Gun Bunny= Crew member of an SP gun.
Piglet= Crew member of a towed gun. Originated with the M114 (155mm), which was known as "The Hog."
Jo, Projo= a cannon projectile.
Smoke= a gun platoon consisting of from 4 to 8 guns (depending on the gun and unit/army)
Chief of Smoke= Platoon Sergeant
"Whiskey Papa"= The "politically correct" designation for White Phosphorous (formerly called "Willy Peter").
"Hotel Echo"= FDC designation for HE rounds during fire missions.
Give me "Snake"= a slang term for an ICM/ICM-DP round. I don't know where this came from.
"Hipshoot"= conducting an emergency fire mission from an improvised location (usually while moving the battery) using a distant aiming point instead of the normal sighting system.
"Wolf Pussy"= The hot foul gasses that are emitted from the breach after firing. New crew are "indoctrinated" into the crew by making them "sniff a little wolf pussy" during their first fire mission.
Ate Up= a slang term for a "screw up" or person who doesn't know their job. example, "That new guy is ate up!"
"Sending"= Term used by FDC to a forward observer to indicate the fire mission is in the hands of a gun crew.
"Rounds out"= The gun crew has shot the fire mission.

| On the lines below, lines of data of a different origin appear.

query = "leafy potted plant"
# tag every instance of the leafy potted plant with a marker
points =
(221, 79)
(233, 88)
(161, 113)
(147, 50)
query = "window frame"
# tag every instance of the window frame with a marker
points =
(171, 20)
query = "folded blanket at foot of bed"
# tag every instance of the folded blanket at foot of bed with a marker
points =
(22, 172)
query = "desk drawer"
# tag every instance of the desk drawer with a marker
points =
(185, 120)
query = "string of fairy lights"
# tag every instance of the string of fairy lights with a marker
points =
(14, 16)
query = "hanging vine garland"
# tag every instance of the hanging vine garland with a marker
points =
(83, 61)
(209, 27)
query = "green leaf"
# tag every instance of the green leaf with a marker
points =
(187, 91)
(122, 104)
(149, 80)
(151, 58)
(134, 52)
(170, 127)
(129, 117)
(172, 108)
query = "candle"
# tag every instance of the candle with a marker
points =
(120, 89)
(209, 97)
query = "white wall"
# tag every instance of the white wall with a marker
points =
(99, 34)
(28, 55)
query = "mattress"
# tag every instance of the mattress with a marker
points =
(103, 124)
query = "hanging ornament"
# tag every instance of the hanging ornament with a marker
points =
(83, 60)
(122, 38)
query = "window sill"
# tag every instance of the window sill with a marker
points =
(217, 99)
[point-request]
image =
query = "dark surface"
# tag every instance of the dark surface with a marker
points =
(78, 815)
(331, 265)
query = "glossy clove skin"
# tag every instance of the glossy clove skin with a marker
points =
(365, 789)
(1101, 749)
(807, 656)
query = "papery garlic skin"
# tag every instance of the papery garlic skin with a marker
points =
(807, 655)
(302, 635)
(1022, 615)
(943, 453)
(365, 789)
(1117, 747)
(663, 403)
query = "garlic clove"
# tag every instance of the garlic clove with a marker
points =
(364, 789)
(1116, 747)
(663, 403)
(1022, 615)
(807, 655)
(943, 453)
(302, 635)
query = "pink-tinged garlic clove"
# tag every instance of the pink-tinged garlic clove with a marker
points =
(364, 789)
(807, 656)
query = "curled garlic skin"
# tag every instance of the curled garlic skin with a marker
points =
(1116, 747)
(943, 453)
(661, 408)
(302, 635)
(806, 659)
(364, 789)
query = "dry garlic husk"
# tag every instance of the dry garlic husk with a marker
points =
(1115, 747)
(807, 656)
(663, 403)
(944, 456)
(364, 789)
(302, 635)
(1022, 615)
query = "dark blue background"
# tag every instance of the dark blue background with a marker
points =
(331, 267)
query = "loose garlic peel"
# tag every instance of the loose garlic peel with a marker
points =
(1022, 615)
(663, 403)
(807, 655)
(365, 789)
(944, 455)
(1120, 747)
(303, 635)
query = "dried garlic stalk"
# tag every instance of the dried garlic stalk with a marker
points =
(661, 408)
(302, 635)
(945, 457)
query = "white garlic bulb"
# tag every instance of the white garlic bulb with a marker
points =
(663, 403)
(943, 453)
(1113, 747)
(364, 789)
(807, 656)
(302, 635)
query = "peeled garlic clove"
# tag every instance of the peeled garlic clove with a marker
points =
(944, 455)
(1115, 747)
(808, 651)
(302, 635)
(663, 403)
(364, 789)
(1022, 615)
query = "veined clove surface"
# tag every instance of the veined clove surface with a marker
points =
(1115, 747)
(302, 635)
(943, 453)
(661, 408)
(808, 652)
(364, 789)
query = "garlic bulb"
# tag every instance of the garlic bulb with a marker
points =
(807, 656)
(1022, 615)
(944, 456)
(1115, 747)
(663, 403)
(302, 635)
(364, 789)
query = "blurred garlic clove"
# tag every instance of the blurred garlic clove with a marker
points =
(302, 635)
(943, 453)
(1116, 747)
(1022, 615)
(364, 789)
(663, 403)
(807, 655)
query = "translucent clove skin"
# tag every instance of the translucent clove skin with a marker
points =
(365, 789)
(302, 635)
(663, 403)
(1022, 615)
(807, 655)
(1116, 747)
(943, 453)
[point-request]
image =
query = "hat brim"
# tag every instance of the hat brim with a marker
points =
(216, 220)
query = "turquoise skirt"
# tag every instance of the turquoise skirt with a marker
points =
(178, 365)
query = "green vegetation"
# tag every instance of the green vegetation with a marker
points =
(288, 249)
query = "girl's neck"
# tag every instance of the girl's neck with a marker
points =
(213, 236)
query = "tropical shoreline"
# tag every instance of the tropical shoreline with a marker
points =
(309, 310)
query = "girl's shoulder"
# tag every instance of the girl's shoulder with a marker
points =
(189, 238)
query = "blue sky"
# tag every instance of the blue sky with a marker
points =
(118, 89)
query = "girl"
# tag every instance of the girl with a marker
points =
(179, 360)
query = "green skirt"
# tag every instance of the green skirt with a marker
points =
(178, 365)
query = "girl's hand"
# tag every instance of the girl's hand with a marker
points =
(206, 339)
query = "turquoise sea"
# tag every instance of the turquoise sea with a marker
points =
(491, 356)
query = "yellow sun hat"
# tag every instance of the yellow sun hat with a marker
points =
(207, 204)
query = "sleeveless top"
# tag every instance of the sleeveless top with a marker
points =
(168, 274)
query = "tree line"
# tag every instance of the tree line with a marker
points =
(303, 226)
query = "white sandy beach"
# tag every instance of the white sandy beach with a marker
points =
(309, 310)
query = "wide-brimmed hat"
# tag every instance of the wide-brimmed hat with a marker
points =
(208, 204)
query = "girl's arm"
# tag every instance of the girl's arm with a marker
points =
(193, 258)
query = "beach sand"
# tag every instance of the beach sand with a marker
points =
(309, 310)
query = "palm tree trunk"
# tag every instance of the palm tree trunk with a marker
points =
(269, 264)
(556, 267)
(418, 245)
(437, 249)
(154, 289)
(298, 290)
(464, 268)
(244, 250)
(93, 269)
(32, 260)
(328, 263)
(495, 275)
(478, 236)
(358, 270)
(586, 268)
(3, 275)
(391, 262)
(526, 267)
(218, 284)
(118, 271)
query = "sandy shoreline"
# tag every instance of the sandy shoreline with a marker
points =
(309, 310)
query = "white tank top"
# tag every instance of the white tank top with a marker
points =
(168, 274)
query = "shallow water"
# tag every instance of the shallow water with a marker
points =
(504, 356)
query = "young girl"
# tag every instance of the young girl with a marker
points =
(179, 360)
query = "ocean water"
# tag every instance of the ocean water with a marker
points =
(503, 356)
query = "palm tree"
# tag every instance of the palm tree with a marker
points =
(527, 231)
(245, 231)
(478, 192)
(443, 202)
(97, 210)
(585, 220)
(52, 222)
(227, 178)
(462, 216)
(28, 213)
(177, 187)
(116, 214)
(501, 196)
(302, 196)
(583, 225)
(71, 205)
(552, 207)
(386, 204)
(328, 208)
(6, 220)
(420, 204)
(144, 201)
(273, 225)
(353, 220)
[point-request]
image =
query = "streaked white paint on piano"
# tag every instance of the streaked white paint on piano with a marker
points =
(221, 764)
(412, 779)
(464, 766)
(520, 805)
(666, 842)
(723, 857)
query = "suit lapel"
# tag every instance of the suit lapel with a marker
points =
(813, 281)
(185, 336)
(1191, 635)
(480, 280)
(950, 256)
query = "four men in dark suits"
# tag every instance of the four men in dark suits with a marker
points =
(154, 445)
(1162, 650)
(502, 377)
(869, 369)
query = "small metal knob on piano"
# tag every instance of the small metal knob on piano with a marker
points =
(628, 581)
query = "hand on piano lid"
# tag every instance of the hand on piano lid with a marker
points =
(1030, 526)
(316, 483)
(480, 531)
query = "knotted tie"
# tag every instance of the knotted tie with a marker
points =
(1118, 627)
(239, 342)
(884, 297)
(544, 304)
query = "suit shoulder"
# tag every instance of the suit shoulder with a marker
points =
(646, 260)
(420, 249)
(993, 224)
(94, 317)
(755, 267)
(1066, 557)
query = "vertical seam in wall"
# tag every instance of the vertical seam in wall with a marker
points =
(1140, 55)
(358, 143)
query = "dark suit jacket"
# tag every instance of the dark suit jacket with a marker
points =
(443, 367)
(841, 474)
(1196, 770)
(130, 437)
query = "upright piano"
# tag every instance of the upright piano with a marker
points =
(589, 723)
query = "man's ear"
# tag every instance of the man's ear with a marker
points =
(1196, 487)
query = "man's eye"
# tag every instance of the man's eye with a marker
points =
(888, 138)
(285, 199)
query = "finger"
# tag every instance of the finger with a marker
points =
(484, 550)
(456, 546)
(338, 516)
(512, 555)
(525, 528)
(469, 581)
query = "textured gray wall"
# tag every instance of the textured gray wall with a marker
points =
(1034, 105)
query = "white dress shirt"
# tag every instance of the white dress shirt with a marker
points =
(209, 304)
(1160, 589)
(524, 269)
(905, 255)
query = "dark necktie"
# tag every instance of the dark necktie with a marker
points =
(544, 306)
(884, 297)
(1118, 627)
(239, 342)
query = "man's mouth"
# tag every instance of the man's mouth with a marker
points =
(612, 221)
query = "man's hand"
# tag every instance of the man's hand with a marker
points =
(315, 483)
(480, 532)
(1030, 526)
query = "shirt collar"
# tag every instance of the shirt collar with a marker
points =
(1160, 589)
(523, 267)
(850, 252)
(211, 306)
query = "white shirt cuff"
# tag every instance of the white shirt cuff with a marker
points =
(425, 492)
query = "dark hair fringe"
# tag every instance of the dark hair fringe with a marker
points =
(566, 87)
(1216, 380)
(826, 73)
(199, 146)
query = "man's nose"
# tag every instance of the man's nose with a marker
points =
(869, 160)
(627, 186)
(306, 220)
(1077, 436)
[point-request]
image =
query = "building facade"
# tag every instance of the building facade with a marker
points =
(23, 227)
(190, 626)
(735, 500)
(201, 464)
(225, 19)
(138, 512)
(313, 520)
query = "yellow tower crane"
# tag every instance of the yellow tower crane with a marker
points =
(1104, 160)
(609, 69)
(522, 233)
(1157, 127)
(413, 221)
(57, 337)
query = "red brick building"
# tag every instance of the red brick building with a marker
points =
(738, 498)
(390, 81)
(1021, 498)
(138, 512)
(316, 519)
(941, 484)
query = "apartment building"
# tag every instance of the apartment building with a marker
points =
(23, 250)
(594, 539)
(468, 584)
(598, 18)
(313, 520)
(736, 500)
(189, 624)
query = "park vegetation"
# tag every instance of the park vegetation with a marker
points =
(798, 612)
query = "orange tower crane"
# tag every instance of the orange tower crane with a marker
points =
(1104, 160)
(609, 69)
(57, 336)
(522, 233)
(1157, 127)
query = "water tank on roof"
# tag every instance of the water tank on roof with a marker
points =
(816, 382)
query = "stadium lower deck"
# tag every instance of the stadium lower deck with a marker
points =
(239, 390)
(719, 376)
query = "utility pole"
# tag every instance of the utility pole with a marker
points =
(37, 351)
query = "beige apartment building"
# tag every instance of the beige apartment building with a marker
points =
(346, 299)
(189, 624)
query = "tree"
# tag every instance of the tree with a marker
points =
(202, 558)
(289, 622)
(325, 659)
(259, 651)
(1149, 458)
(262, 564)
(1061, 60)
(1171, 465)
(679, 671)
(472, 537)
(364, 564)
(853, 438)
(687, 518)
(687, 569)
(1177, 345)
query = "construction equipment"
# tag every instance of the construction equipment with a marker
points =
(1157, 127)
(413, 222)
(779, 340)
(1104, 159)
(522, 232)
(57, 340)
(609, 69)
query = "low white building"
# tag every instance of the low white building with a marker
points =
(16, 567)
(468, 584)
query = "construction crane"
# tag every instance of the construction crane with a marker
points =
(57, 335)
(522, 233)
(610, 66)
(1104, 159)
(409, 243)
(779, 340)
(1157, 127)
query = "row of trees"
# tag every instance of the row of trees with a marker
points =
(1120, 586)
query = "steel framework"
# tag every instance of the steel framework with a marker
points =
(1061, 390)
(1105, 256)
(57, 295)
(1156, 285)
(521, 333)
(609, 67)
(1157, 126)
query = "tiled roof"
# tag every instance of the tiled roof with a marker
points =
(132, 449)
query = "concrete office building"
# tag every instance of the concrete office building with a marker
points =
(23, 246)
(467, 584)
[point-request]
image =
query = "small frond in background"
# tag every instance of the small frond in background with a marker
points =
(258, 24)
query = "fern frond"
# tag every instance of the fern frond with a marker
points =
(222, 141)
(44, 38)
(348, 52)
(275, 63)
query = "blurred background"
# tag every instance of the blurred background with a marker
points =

TOT (pronounced Tee-Oh-Tee)= "Time on Target." The flight time of artillery rounds or missiles/aircraft that a forward observer or forward air controller is requesting on a target.
"Attaboy"= A direct hit on the target during a fire mission.
"an Eagle"= A direct hit with the target destroyed.

other terms I have been exposed to include:

Crunchy= a sometimes derogatory term for mechanized infantry. It originates from the sound of running over an armored infantryman in the dark with a track. Someone said they "crunch" when you run them over.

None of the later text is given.